De relatie van psychiatrische functiestoornissen met cognitie, activiteiten dagelijks leven (ADL) en biografische gegevens
Een replicatie-onderzoek op een polikliniek voor cognitieve functiestoornissen
DOI:
https://doi.org/10.1007/BF03074830Trefwoorden:
activiteiten dagelijks leven, ADL, cognitie, psychiatrische functiestoornissen, psychogeriatrische patiëntenSamenvatting
Probleemstelling: Psychiatrische functiestoornissen (PFS) hebben een negatief effect op de kwaliteit van leven van
psychogeriatrische patiënten, op hun levensduur en op het mantelzorgsysteem. Ook zijn PFS voorspellers voor zowel permanente opname als voor de kans op ontslag. De prevalentie van PFS bij psychogeriatrische patiënten in een verpleeghuis ligt tussen 70 en 80%. In een eerder onderzoek werden relatief zwakke relaties gevonden tussen PFS en cognitieve functiestoornissen, zelfzorg-problemen en biografische gegevens. Dit onderzoek wordt hier gerepliceerd. De prevalentie van PFS is onderzocht bij psychogeriatrische patiënten die zich aanmeldden voor onderzoek op een polikliniek voor cognitieve functiestoornissen.

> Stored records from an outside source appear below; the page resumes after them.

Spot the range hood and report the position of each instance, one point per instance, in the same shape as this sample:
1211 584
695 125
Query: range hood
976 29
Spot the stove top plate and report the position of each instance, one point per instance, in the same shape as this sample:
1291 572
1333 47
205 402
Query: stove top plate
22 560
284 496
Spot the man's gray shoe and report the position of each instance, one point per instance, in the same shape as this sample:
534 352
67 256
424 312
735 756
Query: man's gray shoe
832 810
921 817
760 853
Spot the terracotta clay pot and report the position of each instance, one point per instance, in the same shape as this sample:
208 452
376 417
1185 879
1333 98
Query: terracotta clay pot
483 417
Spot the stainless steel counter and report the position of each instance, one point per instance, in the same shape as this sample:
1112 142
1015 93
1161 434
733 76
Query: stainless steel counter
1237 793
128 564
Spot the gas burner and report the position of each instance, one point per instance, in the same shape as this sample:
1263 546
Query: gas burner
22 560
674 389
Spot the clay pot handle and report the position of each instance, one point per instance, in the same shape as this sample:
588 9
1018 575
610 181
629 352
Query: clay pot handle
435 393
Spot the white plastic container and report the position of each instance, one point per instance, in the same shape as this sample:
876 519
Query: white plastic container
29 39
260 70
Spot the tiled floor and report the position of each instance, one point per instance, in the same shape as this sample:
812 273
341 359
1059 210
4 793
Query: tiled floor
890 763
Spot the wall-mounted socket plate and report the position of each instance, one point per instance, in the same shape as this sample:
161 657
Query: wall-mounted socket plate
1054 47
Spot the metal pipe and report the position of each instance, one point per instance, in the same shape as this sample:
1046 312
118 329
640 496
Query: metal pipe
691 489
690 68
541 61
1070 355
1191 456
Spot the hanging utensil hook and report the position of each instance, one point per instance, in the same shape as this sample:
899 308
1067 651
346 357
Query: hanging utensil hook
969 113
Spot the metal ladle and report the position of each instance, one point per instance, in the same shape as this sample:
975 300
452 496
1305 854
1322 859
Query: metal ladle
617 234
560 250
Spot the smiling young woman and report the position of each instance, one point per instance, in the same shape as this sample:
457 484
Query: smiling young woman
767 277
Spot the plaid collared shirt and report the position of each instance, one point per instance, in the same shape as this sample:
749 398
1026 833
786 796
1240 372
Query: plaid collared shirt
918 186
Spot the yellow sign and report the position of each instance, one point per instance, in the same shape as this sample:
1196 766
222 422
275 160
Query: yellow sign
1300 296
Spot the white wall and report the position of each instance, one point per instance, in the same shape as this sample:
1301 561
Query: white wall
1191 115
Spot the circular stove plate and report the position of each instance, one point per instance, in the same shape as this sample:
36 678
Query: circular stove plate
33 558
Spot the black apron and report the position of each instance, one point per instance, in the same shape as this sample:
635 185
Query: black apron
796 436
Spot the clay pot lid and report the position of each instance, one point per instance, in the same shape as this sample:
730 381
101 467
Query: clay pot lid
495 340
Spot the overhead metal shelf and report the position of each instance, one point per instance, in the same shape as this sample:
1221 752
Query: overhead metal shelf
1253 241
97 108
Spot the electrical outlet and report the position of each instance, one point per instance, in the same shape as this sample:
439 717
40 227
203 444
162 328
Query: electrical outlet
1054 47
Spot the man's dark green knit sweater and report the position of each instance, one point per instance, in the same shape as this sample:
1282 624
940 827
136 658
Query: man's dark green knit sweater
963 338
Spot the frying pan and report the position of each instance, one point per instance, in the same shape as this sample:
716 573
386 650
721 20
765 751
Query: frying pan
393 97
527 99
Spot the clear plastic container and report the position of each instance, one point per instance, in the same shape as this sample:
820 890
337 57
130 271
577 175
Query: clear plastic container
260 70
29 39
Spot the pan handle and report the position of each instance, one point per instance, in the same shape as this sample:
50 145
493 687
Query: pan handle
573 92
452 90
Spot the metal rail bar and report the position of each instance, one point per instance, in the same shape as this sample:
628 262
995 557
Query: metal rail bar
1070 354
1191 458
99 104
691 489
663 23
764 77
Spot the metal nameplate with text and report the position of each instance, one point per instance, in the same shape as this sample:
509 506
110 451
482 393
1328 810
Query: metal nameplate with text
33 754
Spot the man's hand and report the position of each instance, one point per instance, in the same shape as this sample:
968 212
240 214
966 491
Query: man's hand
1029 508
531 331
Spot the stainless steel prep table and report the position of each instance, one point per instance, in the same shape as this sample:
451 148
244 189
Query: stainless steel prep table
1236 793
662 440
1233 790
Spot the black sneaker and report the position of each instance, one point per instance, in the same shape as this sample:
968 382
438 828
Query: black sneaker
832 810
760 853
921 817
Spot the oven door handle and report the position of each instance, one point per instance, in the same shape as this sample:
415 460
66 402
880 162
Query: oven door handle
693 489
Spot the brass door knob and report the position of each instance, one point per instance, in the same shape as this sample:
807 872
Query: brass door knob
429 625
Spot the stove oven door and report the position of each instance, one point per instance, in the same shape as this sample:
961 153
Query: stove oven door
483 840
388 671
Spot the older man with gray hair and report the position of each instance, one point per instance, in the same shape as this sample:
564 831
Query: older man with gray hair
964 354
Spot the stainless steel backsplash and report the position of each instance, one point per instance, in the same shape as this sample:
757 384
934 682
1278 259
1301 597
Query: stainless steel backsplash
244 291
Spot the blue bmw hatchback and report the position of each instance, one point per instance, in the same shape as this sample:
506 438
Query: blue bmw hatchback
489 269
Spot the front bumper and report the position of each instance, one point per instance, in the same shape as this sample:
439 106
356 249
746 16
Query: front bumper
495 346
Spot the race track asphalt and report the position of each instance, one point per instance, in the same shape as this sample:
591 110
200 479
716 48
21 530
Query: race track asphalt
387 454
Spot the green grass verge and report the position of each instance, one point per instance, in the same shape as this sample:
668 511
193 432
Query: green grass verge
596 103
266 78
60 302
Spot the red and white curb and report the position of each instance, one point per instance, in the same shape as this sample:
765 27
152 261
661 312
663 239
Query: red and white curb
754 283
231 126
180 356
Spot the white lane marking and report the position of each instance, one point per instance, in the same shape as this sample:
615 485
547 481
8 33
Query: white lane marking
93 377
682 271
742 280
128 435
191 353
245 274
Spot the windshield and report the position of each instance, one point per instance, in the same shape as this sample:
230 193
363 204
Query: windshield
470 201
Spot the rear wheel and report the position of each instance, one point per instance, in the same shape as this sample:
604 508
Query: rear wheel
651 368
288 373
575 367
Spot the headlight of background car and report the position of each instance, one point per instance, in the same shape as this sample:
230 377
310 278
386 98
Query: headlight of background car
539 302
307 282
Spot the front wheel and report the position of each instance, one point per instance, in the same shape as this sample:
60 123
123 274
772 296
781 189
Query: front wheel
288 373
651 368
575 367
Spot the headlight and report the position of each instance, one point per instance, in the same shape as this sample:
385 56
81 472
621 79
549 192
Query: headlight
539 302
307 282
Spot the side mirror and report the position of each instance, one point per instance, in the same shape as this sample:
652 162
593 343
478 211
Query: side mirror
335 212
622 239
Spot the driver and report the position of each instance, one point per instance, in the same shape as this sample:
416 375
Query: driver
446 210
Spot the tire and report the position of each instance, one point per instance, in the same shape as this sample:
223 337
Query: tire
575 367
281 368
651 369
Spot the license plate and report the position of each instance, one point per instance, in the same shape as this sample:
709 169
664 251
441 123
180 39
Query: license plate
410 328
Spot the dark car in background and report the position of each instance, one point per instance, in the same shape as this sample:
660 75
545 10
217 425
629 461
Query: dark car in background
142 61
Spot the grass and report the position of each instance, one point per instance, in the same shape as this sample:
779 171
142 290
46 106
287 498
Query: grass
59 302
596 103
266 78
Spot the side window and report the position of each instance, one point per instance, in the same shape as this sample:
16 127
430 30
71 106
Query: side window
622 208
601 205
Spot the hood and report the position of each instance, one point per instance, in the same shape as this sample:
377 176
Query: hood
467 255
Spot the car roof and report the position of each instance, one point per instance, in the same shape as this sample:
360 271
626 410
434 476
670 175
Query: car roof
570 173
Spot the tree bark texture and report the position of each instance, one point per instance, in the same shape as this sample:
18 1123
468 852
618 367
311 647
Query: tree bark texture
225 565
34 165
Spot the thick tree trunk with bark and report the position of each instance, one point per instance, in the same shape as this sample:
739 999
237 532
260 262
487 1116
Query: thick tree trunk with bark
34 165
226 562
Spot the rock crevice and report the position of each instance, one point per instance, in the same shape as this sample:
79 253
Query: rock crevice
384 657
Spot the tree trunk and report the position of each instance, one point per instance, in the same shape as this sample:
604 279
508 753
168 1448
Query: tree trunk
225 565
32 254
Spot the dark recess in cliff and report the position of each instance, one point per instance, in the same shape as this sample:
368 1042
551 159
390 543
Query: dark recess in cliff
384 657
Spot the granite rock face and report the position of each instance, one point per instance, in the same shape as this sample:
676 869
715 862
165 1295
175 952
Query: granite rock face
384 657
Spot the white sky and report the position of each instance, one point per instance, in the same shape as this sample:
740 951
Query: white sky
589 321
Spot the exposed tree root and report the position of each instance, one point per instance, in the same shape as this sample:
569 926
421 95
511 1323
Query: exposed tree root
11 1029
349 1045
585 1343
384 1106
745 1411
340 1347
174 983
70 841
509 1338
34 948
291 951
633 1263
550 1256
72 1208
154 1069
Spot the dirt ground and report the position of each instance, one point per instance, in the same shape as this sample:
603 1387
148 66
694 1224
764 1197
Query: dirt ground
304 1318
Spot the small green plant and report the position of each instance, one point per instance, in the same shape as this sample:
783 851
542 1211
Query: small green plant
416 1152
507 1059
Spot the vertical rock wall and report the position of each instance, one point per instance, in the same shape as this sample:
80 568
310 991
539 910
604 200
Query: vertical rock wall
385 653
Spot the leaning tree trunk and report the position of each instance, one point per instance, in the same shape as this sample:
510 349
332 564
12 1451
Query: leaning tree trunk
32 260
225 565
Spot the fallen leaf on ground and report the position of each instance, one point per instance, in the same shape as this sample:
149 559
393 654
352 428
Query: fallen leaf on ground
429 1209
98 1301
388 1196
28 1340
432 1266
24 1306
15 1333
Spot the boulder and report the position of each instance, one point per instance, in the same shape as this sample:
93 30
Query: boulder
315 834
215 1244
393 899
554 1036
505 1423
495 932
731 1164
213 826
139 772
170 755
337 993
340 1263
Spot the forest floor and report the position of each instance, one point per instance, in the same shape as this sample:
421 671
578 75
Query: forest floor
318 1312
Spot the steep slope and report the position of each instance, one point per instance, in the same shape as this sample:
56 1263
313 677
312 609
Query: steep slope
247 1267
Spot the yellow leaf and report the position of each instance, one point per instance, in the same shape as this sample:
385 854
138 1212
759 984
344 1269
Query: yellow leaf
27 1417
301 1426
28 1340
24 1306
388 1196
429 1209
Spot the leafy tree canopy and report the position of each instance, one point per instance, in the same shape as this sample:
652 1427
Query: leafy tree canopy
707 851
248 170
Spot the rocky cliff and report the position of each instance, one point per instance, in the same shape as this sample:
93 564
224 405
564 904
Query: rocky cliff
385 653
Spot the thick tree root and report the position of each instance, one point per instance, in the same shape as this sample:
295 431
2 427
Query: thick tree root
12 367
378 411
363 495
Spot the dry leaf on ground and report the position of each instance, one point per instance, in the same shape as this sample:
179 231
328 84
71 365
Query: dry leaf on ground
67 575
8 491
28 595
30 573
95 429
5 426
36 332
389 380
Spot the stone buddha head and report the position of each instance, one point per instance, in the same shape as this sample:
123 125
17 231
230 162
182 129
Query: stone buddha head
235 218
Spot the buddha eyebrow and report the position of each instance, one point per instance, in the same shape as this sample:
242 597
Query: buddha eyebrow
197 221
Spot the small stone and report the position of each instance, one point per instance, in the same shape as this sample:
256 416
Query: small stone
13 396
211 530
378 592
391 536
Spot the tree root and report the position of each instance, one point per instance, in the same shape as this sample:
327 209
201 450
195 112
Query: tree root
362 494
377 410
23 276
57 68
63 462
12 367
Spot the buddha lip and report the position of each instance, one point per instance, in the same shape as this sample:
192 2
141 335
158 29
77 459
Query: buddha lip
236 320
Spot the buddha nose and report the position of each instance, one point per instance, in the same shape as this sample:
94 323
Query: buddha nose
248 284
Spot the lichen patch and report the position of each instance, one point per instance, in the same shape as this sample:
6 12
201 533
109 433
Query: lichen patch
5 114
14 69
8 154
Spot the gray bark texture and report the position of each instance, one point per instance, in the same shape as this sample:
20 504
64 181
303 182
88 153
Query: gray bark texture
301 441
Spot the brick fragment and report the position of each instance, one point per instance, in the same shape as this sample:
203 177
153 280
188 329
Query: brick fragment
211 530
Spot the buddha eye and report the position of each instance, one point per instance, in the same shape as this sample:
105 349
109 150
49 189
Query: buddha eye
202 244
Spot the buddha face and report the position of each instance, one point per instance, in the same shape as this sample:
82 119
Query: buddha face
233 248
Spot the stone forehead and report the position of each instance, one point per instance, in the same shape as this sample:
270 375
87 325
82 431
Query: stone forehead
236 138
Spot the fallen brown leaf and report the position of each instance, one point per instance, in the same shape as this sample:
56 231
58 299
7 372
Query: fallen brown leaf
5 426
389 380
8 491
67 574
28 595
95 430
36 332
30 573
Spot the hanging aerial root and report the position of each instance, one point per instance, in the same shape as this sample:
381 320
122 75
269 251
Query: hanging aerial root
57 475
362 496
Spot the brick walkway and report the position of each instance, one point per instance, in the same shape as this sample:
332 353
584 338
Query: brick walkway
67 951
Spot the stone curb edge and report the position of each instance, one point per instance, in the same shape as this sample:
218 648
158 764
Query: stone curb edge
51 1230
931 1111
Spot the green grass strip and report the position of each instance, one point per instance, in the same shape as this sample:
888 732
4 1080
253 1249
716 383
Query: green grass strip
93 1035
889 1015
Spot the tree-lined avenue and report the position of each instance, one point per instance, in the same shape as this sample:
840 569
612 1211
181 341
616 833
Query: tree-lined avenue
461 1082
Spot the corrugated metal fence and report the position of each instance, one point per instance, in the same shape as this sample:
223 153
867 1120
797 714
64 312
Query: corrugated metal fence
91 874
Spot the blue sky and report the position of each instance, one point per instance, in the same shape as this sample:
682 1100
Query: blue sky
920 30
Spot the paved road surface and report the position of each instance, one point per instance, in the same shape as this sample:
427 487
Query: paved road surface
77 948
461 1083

Onderzoek en methode: In de Indexconditie participeerden 70 patiënten (leeftijd ≥ 65) met klachten over cognitief
functioneren die verwezen werden naar een polikliniek voor cognitieve functiestoornissen in de regio Nieuwe Waterweg
Noord en van wie vermoed werd dat zij leden aan aanmerkelijke psychiatrische functiestoornissen. Van 35 patiënten waren
volledige data op NPI, MMSE en Barthel Index (BI) beschikbaar. In de Referentieconditie participeerden 487 patiënten (leeftijd ≥ 65) uit de regio Nieuwe Waterweg Noord, verwezen voor trans- of intramurale verpleeghuiszorg en van wie vermoed werd dat zij leden aan cognitieve functiestoornissen (MMSE ≥ 29). Van 385 patiënten waren alle data beschikbaar op NPI, MMSE en BI.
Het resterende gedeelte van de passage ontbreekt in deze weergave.